25/07/2016 – Le bozze della riforma Madia: dirigenti pubblici in prova per 3 anni. Governo al lavoro sul decreto. I nodi non sciolti.

Le bozze della riforma Madia: dirigenti pubblici in prova per 3 anni. Governo al lavoro sul decreto. I nodi non sciolti.

di Andrea Bassi. 

Il governo è al lavoro sul decreto di riforma della dirigenza pubblica. Il testo potrebbe essere portato in consiglio dei ministri prima della pausa estiva. La delega scade il prossimo 29 agosto, e l’intenzione del ministero della funzione pubblica, sarebbe quella di non chiedere una proroga come è accaduto con altri pezzi della riforma della pubblica amministrazione che porta il nome del ministro Marianna Madia. Alcune bozze del testo già circolano, ma ci sono dei nodi politici che ancora non sono stati sciolti. Come per esempio, la responsabilità esclusiva dei dirigenti davanti alla Corte dei Conti per atti da loro compiuti, che potrebbe lasciar fuori invece, eventualmente, i vertici politici che danno gli indirizzi alla macchina amministrativa. Per il resto molti punti della riforma avrebbero già assunto una loro forma. Alla dirigenza si potrà accedere in due modi: o attraverso un concorso pubblico, oppure attraverso un corso-concorso.

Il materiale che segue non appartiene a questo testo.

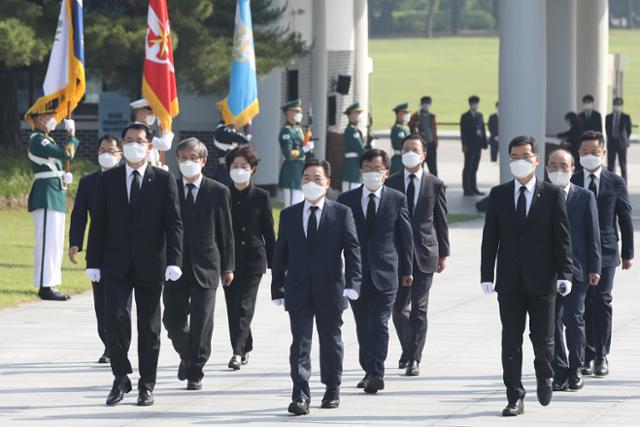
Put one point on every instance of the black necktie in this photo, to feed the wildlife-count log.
(411, 192)
(371, 211)
(312, 224)
(592, 185)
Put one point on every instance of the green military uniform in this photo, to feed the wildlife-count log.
(398, 132)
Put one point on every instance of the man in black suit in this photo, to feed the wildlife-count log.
(585, 243)
(613, 206)
(618, 126)
(590, 118)
(474, 140)
(427, 204)
(109, 156)
(135, 244)
(207, 258)
(307, 276)
(526, 228)
(386, 242)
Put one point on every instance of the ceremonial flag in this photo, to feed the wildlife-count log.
(64, 83)
(241, 104)
(159, 77)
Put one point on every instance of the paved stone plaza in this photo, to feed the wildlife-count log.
(48, 373)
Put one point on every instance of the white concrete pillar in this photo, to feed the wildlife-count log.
(561, 63)
(523, 76)
(319, 77)
(361, 38)
(592, 51)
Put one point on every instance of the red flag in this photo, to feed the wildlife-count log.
(159, 77)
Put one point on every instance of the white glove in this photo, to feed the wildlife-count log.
(563, 287)
(350, 293)
(487, 287)
(93, 274)
(172, 273)
(69, 125)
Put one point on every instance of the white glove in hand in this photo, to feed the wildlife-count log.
(172, 273)
(350, 293)
(563, 287)
(93, 274)
(487, 287)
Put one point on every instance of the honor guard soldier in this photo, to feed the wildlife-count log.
(291, 140)
(354, 146)
(48, 200)
(143, 114)
(399, 131)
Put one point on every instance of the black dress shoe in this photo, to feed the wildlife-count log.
(413, 369)
(373, 385)
(331, 398)
(545, 390)
(601, 368)
(575, 379)
(299, 407)
(145, 397)
(121, 386)
(52, 294)
(514, 409)
(194, 385)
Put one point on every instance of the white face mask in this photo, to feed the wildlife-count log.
(239, 175)
(590, 162)
(411, 160)
(189, 168)
(521, 168)
(561, 179)
(313, 191)
(107, 160)
(135, 153)
(372, 180)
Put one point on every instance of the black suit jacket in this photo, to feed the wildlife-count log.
(252, 220)
(624, 129)
(312, 270)
(82, 208)
(593, 123)
(532, 258)
(613, 204)
(472, 132)
(209, 235)
(429, 222)
(387, 250)
(146, 239)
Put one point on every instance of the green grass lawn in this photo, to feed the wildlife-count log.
(450, 69)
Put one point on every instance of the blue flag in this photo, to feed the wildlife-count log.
(241, 104)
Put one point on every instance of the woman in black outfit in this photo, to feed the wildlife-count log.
(254, 242)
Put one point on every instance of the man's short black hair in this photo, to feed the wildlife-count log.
(591, 135)
(313, 161)
(369, 155)
(524, 140)
(139, 126)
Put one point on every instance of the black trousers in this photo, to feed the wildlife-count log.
(328, 324)
(470, 169)
(570, 321)
(513, 314)
(617, 149)
(410, 315)
(598, 316)
(240, 297)
(188, 318)
(372, 311)
(118, 308)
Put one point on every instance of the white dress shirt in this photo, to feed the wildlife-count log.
(306, 213)
(528, 195)
(129, 170)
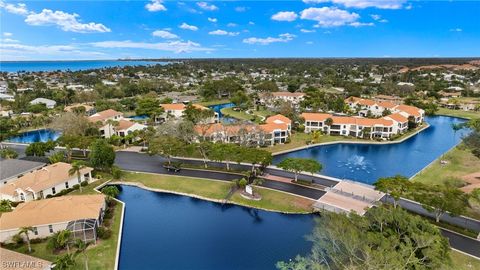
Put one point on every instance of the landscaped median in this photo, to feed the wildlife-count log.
(217, 191)
(100, 256)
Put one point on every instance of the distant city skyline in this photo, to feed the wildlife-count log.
(81, 30)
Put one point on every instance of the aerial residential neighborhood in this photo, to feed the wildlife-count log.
(314, 134)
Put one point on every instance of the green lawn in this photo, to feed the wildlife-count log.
(460, 162)
(214, 102)
(100, 256)
(300, 139)
(271, 200)
(458, 113)
(240, 115)
(464, 262)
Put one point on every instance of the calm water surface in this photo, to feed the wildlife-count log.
(164, 231)
(16, 66)
(218, 108)
(367, 163)
(40, 135)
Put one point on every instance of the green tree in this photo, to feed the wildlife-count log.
(148, 106)
(166, 146)
(25, 231)
(197, 115)
(64, 262)
(111, 191)
(76, 169)
(8, 153)
(241, 100)
(82, 249)
(223, 152)
(440, 200)
(298, 165)
(57, 157)
(117, 173)
(102, 155)
(385, 238)
(395, 186)
(39, 149)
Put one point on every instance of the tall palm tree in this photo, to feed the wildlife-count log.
(25, 231)
(77, 166)
(82, 248)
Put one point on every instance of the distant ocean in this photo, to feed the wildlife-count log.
(16, 66)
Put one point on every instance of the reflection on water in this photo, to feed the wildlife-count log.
(165, 231)
(356, 163)
(368, 162)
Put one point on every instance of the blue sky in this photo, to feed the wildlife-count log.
(51, 30)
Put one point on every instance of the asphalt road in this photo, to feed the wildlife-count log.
(132, 161)
(153, 164)
(462, 243)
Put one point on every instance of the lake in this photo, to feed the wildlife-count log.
(39, 135)
(34, 66)
(367, 162)
(165, 231)
(218, 108)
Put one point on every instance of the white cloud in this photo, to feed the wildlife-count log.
(9, 40)
(307, 31)
(66, 21)
(19, 9)
(155, 5)
(223, 33)
(378, 18)
(171, 46)
(241, 9)
(287, 16)
(381, 4)
(188, 27)
(329, 17)
(360, 24)
(266, 41)
(206, 6)
(21, 51)
(164, 34)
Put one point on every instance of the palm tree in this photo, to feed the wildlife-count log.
(63, 238)
(77, 166)
(64, 262)
(82, 248)
(25, 231)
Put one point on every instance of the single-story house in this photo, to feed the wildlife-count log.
(50, 104)
(11, 169)
(81, 214)
(19, 261)
(38, 184)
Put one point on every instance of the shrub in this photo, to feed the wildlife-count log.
(17, 239)
(104, 233)
(8, 153)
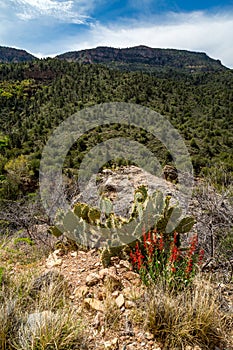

Il primo, in pratica, è riservato ai funzionari pubblici che hanno almeno cinque anni di servizio, oppure hanno un dottorato di ricerca o un master di secondo livello, oltre a coloro che hanno ricoperto incarichi dirigenziali per almeno cinque anni. Il corso-concorso è invece la strada di accesso alla dirigenza per chi non è già un dipendente della pubblica amministrazione. Ma per partecipare non sarà sufficiente avere la laurea. La bozza di provvedimento prevede che sia anche necessario un dottorato di ricerca o un master di secondo livello presso un’università italiana o straniera.

LE NOVITÀ

L’altra novità è che i dirigenti entrati per concorso, saranno in prova per tre anni. Alla fine di questo primo periodo, dovranno sottostare ad una valutazione e potranno rimanere in carica solo se la passeranno. Coloro che entrano con il corso-concorso, invece, saranno assunti come funzionari, e potranno diventare dirigenti anche loro dopo tre anni e a valle di una valutazione. I dirigenti, poi, saranno licenziabili. Chi rimarrà senza incarico, si vedrà corrisposta solo la parte tabellare della retribuzione. Per ogni anno fuori dagli organigrammi, poi, subirà un taglio dello stipendio del 10%. Dopo sei anni nei quali non è riuscito a trovare una collocazione, il dirigente pubblico, sempre dopo una valutazione negativa sull’ultimo incarico ricoperto, potrà anche essere licenziato. L’unica via d’uscita per rimanere nei ranghi della pubblica amministrazione, sarà quella di accettare una retrocessione a semplice funzionario. I dirigenti, poi, dovranno centrare tutti gli obiettivi che verranno assegnati. Chi manca i target avrà una decurtazione della parte variabile della retribuzione che potrà arrivare fino all’80%.

Tutti gli incarichi dirigenziali, poi, saranno a tempo. Non potranno durare più di quattro anni, prorogabili una sola volta e dopo una valutazione positiva dell’operato, per un periodo massimo di altri due anni. È il principio della rotazione. Siccome tutti i dirigenti dello Stato saranno inseriti in un unico ruolo, questo significa che dovranno spostarsi anche da una amministrazione ad un’altra, per esempio dall’agenzia delle entrate a un ministero, o viceversa.

In attesa che il decreto sulla dirigenza pubblica venga limato, prima della pausa estiva un provvedimento che arriverà per l’approvazione definitiva sul tavolo del consiglio dei ministri, è quello sulle partecipate che, nelle intenzioni del governo, dovrebbe portare ad una riduzione da 8 mila a mille delle controllate pubbliche.